Americans Being Evacuated From War-Torn Countries Isn't Free. Here's How It Works

When American citizens find themselves caught in a foreign country amid a war or natural disaster, the U.S. government sometimes swoops in and rescues them from harm's way — but it isn't free. Before they can board the ship or plane, the people being rescued must sign a document promising to repay the U.S. Department of State for the expenses accrued in the process.

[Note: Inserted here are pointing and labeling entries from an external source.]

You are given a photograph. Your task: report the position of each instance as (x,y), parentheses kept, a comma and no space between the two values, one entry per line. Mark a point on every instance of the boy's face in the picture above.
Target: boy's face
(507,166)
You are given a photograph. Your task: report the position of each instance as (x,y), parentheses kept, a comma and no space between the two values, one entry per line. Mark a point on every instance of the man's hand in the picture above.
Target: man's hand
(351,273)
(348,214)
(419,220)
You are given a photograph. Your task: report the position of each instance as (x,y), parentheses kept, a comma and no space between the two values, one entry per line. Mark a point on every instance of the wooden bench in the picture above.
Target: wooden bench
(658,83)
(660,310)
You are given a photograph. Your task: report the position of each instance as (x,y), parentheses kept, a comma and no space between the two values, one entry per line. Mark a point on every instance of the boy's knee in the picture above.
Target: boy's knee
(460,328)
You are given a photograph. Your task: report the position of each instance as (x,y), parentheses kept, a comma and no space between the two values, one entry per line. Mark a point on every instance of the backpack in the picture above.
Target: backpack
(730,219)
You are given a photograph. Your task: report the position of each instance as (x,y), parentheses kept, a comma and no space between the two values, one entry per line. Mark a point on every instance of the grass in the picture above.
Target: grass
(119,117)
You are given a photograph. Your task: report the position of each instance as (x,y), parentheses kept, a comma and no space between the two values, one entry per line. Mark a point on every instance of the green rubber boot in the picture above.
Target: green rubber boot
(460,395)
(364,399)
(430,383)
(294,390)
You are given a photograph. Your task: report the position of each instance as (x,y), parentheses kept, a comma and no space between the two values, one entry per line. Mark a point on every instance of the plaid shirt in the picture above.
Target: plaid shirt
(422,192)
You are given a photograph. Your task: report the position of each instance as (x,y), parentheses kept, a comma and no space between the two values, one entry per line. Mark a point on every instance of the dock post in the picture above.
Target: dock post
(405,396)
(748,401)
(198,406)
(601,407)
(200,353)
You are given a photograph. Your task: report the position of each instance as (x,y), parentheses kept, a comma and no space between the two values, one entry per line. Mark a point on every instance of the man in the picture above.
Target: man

"I clearly understand that I am accepting evacuation of my own free will and at my own risk to a location chosen by the U.S. Government," the U.S. Department of State form begins. Later, it says, "I promise to repay the U.S. Government in U.S. dollars or the foreign currency equivalent, within 30 days of initial billing, and if not repaid within 60 days of initial billing at an interest rate established in accordance with Federal law, for all applicable expenses for my/our evacuation." While it might seem a little harsh — people are being forced to sign a promissory note while fleeing a potentially deadly situation — it's been the law of the land since 1956.

The destination is rarely the U.S.

Even before requiring evacuees to repay the government became a law, it appears that it was standard practice, even during World War II, per the Austin-American Statesman. The American government bases the reimbursement cost on what the evacuee would pay for a "full fare economy flight, or comparable alternate transportation" to the destination of the government's choosing, which is rarely the U.S., according to the U.S. Department of State website.

The protocol is to send evacuees to the nearest safe neighboring country, or even a safer part of the country they're fleeing. When an evacuee arrives at their destination, they'll have to pay for their accommodations and any connecting flights. Evacuees may be able to get an emergency loan. "For U.S. citizens who need emergency financial assistance at the evacuation destination, you may ask a consular officer to help you apply for a loan to help with the costs of your accommodations and/or other essential expenses," the U.S. State Department reads. But again, it's a loan that will need to be paid back.

Fees are sometimes waived

If a U.S. citizen can't afford to pay off the promissory note, the Department of State "at its discretion" may give the evacuee the option for an installment plan, per the U.S. Department of State form. If the evacuee still doesn't repay the fee, the government can prevent that person and their family members from getting a U.S. passport. In some cases, the Department of State has waived reimbursements during evacuations. In 1990, the U.S. government picked up the tab for citizens fleeing Iraq and Kuwait during the Gulf War. Similarly, in 2006, the government didn't require evacuees from Lebanon to pay back travel costs.

"In an emergency, when people are in danger, your life is at risk, it's not the time to be forcing people to sign away their life's savings," Richard Goldberg, senior advisor at the nonpartisan think tank Foundation for Defense of Democracies, told The National Desk. "It's the time to be getting people out of harm's way." Members of Congress have attempted to amend the law over the years — but without success.